Does Made In China Mean Hazardous To Your Health.
“U.S. law is pretty clear. The importer is responsible for quality and safety of goods imported into the country,” said Erin Ennis, vice president of the U.S.-China Business Council. “But the Chinese can absolutely do more to prevent safety issues.” Regardless of that fact, Scott Wolfson, a deputy director for the U.S. Consumer Product Safety Commission, has said, “that of the 450 products the Commission expects to recall this year, about 60% are from China–up from less than 50% in previous years.”

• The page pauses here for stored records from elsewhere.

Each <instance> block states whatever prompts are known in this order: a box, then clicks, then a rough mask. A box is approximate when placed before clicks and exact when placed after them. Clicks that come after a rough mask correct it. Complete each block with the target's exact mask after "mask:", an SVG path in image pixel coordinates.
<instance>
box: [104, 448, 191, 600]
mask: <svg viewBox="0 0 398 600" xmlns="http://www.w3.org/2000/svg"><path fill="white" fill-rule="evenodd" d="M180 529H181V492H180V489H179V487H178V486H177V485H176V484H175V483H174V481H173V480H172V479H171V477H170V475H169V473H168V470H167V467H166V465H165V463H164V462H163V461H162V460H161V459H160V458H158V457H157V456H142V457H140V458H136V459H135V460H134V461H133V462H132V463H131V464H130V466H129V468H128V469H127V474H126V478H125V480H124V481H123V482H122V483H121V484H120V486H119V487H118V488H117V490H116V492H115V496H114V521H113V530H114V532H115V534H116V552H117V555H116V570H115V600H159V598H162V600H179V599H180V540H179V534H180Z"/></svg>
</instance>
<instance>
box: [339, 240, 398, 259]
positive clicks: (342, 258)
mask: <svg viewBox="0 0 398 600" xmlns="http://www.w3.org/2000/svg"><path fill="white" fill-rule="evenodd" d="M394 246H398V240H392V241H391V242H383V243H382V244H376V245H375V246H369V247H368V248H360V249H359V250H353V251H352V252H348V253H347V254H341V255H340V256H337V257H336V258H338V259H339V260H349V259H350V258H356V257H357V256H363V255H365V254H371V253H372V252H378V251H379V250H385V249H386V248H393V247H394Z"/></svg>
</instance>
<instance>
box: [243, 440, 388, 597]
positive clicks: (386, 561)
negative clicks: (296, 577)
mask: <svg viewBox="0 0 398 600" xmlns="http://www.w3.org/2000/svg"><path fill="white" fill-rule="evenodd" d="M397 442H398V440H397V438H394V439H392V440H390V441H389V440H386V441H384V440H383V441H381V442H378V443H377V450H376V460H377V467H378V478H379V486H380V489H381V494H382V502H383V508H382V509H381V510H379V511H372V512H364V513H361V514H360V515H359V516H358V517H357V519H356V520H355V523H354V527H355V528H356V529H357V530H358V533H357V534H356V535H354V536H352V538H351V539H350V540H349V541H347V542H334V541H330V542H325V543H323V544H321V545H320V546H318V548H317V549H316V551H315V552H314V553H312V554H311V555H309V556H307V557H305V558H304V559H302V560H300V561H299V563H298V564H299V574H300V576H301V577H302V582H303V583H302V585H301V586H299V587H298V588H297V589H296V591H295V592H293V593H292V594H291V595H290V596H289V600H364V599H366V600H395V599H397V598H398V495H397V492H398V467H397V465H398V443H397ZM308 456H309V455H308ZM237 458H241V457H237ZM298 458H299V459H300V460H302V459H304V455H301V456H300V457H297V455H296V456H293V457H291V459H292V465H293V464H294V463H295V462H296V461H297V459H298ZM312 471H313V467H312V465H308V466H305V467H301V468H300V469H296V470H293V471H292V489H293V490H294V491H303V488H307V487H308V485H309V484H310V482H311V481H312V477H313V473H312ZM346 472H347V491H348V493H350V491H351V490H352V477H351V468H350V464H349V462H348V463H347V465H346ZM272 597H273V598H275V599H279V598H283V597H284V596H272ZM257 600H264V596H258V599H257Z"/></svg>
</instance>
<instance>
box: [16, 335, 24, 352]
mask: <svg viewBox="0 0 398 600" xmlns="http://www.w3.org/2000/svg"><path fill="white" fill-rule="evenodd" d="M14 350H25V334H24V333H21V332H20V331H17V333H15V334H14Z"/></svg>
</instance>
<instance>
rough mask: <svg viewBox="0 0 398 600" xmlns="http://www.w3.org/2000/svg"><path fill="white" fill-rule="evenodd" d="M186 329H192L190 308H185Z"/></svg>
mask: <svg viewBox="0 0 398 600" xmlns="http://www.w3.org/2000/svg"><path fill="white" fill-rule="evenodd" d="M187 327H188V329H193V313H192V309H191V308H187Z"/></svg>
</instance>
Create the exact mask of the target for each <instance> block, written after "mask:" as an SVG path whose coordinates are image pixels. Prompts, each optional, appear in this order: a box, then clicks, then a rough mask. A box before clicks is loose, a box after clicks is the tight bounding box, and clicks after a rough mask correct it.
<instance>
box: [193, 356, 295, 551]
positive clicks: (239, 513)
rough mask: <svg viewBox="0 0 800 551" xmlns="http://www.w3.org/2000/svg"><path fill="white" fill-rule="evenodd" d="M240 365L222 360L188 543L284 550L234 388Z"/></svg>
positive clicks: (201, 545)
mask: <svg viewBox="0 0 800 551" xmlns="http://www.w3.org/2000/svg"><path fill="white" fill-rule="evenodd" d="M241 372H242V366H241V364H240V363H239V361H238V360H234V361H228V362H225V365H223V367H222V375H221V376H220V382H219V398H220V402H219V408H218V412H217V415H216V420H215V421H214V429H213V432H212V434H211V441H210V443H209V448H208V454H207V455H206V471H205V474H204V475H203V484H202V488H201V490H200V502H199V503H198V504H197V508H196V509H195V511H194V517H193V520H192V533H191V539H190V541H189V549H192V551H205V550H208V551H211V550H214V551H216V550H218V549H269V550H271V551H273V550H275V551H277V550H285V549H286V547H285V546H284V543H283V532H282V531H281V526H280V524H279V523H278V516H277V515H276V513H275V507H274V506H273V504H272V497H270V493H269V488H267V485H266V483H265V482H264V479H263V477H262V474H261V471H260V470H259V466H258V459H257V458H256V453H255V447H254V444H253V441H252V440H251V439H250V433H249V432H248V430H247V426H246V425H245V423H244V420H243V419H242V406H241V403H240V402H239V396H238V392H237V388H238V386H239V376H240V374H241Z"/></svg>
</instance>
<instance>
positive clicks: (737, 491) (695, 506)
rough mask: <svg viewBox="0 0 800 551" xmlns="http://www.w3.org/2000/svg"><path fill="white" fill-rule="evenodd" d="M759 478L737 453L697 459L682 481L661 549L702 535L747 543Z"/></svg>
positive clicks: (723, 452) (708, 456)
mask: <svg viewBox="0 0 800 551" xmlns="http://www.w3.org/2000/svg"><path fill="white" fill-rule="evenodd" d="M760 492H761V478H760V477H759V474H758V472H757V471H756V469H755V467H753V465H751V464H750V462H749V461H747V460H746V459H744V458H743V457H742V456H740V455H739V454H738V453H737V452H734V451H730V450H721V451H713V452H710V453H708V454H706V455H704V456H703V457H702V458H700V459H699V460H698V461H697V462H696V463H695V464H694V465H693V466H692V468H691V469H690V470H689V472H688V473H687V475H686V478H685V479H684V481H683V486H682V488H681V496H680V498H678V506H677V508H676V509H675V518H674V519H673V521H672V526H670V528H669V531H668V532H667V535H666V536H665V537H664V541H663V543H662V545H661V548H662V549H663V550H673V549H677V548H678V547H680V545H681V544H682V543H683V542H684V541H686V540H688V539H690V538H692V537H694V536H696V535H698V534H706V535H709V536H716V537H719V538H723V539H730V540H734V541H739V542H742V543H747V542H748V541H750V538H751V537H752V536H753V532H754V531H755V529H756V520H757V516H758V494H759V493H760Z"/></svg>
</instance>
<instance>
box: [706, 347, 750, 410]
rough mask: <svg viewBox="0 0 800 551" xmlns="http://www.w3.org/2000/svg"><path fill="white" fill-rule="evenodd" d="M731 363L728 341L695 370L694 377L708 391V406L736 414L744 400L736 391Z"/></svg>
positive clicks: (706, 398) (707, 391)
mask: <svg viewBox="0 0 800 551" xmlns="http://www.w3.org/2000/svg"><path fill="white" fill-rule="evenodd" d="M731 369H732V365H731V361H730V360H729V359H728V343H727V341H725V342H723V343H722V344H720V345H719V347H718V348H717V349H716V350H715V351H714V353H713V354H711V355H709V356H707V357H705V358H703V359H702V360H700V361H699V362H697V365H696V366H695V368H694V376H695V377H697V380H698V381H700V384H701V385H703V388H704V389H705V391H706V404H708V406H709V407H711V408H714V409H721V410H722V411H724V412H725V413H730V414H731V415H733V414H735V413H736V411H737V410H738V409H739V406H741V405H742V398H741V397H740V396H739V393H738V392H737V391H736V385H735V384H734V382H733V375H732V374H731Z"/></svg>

While, the current recall by Fisher-Price seems to be a voluntary one after the problem was detected by an internal probe, other recalls have resulted directly from orders from Federal safety officials. In June, Foreign Tire Sales Inc., of Union, New Jersey, was ordered by the National Highway Traffic Safety Administration to recall as many as 450,000 tires it had bought from a Chinese manufacturer and sold to U.S. distributors. It seems that the tires were made without a strip that binds the belts of a tire together. Foreign Tire Sales Inc. responded that they do not have a warehouse. It has the tires shipped directly to distributors, who then sell them to retail outlets. They never actually see the tires.
Discussing her company’s current recall, Mattel spokeswoman, Jules Andres reported to CNNMoney.com that the company has “ceased production” at the Chinese factory. She added, “We don’t own that particular factory that made the recalled products, so we can’t shut them down.” What does one do with a million leaded Elmos, Doras and Big Birds? I couldn’t find a single word as to their ultimate fate. Are they destroyed or are they possibly sold in countries that don’t have consumer watch dog organizations similar to the U.S.?
Many say that the basic Chinese “problem” is the state ownership of businesses. Since management’s only “carrot” seems to be “rewards” due to production quotas, there is very little incentive to implement rigid quality controls.
With that said, the recent news that China’s top food and drug regulator was executed this month, for accepting bribes to approve substandard medicine, might supply company managers with a new found incentive.
On the this end, U.S. companies intentions are easily understood…They “outsource” for profit. There is no mystery here, it’s about money. Mattel isn’t making it’s product in China because they make a better Elmo. Mattel is making it’s Chinese Elmo there because it’s cheaper and more profitable.